Indexes' Yields Drop Again As Investors Feast on Sales

Yields on The Bond Buyer's indexes tumbled once again this week, as eager investors had no trouble harvesting a new crop of bond issues.

The revenue bond index fell to a record low for the second straight week, decreasing four basis points, to 6.87% from 6.91%. The previous low had been 6.92% on Jan. 22, 1987.

The average yield to maturity of the 40 bonds used in the Municipal Bond Index, which are mostly revenue bonds, fell three basis points this week, to 6.88% from 6.91% a week ago. The yield is the lowest since The Bond Buyer began calculating it in January 1985.

The 20-bond index of general obligation bonds was down nine basis points, to 6.64% from 6.73% a week ago, and the 11-bond GO index dropped 10 basis points, to 6.50% from 6.60%. Both are at their lowest points since March 12, 1987, when the 20-bond index was 6.61% and the 11-bond index was 6.48%. A further decline of 11 basis points apiece would put the GO indexes at their lowest levels since September 1979.

GO bond yields fell more than revenue bonds, a New York-based bond dealer said, because more revenue bonds were issued this week, dampening their price gains. "There simply haven't been any significant GOs coming into the market for a long time," he said.

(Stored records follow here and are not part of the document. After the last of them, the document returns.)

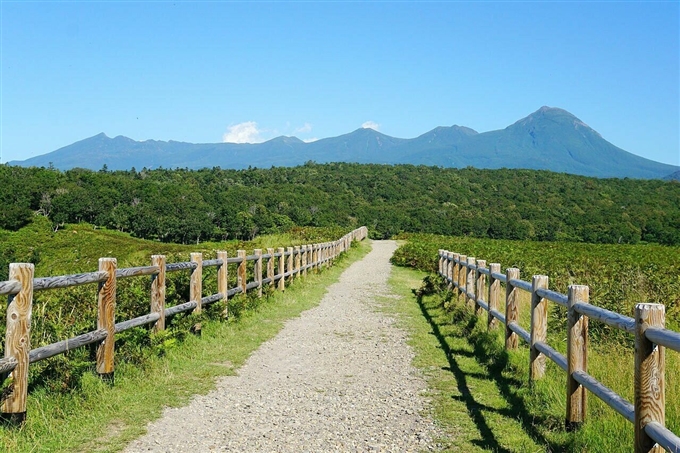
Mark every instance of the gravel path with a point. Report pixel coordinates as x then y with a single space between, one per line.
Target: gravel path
338 378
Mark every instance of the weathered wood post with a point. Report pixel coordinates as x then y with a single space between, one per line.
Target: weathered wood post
481 284
158 292
511 307
270 267
282 268
494 294
470 282
196 288
455 269
290 265
223 281
303 261
462 275
577 355
650 368
297 262
242 275
258 271
18 341
106 308
539 327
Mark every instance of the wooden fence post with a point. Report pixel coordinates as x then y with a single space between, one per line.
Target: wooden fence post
303 261
297 262
290 265
158 292
270 267
511 307
455 269
258 271
470 282
577 356
481 284
106 308
196 288
18 342
539 327
441 263
282 269
650 367
462 274
223 281
494 294
242 275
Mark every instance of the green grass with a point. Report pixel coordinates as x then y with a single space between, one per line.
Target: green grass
480 391
99 417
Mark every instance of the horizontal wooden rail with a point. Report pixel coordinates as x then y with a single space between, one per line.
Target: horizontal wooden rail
558 298
607 317
467 277
137 271
664 337
66 281
613 399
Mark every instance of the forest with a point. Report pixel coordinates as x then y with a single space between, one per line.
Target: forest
191 206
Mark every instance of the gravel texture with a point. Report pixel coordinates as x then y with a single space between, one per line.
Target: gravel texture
338 378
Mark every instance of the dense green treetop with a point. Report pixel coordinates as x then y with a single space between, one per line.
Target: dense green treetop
212 204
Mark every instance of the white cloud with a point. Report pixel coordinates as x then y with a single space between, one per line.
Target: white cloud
371 125
307 128
246 132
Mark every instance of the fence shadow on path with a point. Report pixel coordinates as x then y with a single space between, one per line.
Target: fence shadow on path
459 342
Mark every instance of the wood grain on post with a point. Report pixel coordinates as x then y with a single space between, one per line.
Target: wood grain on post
470 282
196 288
242 273
282 269
462 275
258 271
650 367
106 308
18 341
297 261
494 294
223 281
270 266
539 327
511 308
158 292
455 269
289 264
577 356
481 284
303 260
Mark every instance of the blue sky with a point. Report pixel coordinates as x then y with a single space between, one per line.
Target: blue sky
210 71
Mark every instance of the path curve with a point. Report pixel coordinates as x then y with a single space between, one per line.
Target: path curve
338 378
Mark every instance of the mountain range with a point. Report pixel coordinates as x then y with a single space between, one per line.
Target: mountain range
548 139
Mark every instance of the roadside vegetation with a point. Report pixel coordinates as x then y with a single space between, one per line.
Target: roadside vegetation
470 370
68 405
192 206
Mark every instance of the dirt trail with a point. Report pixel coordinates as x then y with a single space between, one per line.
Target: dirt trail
338 378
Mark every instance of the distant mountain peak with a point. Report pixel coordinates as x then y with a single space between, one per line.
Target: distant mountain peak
549 138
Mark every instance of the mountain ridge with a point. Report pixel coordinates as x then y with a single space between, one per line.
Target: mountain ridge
547 139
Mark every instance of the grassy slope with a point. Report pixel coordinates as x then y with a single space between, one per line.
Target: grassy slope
470 373
97 417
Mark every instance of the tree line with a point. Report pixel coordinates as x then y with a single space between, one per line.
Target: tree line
185 206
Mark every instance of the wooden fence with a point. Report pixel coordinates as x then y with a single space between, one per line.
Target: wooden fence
468 277
293 262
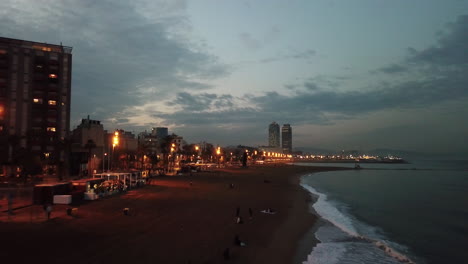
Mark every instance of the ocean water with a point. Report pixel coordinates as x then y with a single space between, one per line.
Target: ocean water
391 213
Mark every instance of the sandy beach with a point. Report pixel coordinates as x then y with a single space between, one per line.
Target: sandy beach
175 219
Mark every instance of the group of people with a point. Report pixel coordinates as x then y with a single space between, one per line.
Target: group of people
237 240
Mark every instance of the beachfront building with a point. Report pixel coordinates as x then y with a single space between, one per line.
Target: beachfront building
160 132
273 135
286 135
88 147
35 88
123 146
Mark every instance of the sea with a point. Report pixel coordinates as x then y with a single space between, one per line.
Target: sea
390 213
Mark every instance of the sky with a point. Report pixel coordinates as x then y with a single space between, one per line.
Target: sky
352 75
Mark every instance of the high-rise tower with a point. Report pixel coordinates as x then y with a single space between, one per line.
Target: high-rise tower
35 87
286 135
273 135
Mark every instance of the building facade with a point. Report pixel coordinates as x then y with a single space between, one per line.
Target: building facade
88 147
35 87
286 135
273 135
160 132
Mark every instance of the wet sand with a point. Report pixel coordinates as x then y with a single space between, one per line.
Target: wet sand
176 219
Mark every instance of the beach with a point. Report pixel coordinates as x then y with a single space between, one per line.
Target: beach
175 219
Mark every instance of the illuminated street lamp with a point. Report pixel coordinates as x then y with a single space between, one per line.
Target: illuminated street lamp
218 152
115 141
103 161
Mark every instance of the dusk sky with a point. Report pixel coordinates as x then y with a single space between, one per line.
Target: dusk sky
345 74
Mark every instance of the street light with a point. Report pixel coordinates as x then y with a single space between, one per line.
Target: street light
115 141
218 152
104 161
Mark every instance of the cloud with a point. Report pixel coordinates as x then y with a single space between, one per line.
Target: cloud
122 56
201 102
249 41
393 68
306 55
435 75
451 49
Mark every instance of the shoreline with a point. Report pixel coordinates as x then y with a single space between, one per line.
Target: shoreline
177 219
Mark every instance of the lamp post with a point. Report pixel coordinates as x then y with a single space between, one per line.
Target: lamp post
218 152
104 162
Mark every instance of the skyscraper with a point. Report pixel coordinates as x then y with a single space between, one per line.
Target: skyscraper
35 86
273 135
286 135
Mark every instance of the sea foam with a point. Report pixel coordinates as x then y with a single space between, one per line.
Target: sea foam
330 252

In the 16 weeks since June 13, the GO indexes have posted 15 weekly declines, pushing the 20-bond index down 55 basis points and the 11-bond index 54 basis points. During the same period, the 30-year revenue bond index posted 14 weekly declines and has fallen 49 basis points.

With estimated bond volume dropping sharply this week, to $1.43 billion from actual sales of $4.38 billion a week ago, investor demand has worked in favor of higher prices.

"There's an incredible amount of money out there," a municipal bond trader said. "And the new-issue calendar shows there's not that much out there, so everyone's bullish."

Yields are also being pushed lower by the market's certainty that the Federal Reserve Board will ease monetary policy. In addition, municipal yields remain attractive compared with other securities.

"Even the high-grade New York market is getting 6.75%, versus 7.80% on the long [Treasury] bond," another trader said. "We are very attractive. It is frightening how low yields are, but we're in good shape."

Another New York trader echoed those sentiments, saying that although there has not been a market correction in more than three weeks, the low yields aren't "necessarily a signal to sell. This is a basic bull market."

The Treasury's bellwether 30-year bond continued to decline in yield as well, dropping five basis points during the week, to 7.83% from 7.88% last Thursday. Since June 13, it has fallen 69 basis points, from 8.52%.

In fact, the Treasury rally has gone on so long that many participants are expecting a correction. However, a government note trader said he does not expect the market to falter until participants see some stronger economic statistics or get a signal that the Fed will not move soon.

"Until something fundamental changes, the market's trending to higher prices," he said. "Whether you think it's right or wrong, it's a pretty powerful trend right now."

Another bond trader called the market "bulletproof."

"Every day, there seems to be renewed buying interest, coming mostly from the money funds," the bond trader said.

In the short-term market, The Bond Buyer's one-year note index dropped nine basis points, to 4.60% from 4.69%. The index has not been lower since April 10, when it was at 4.56%.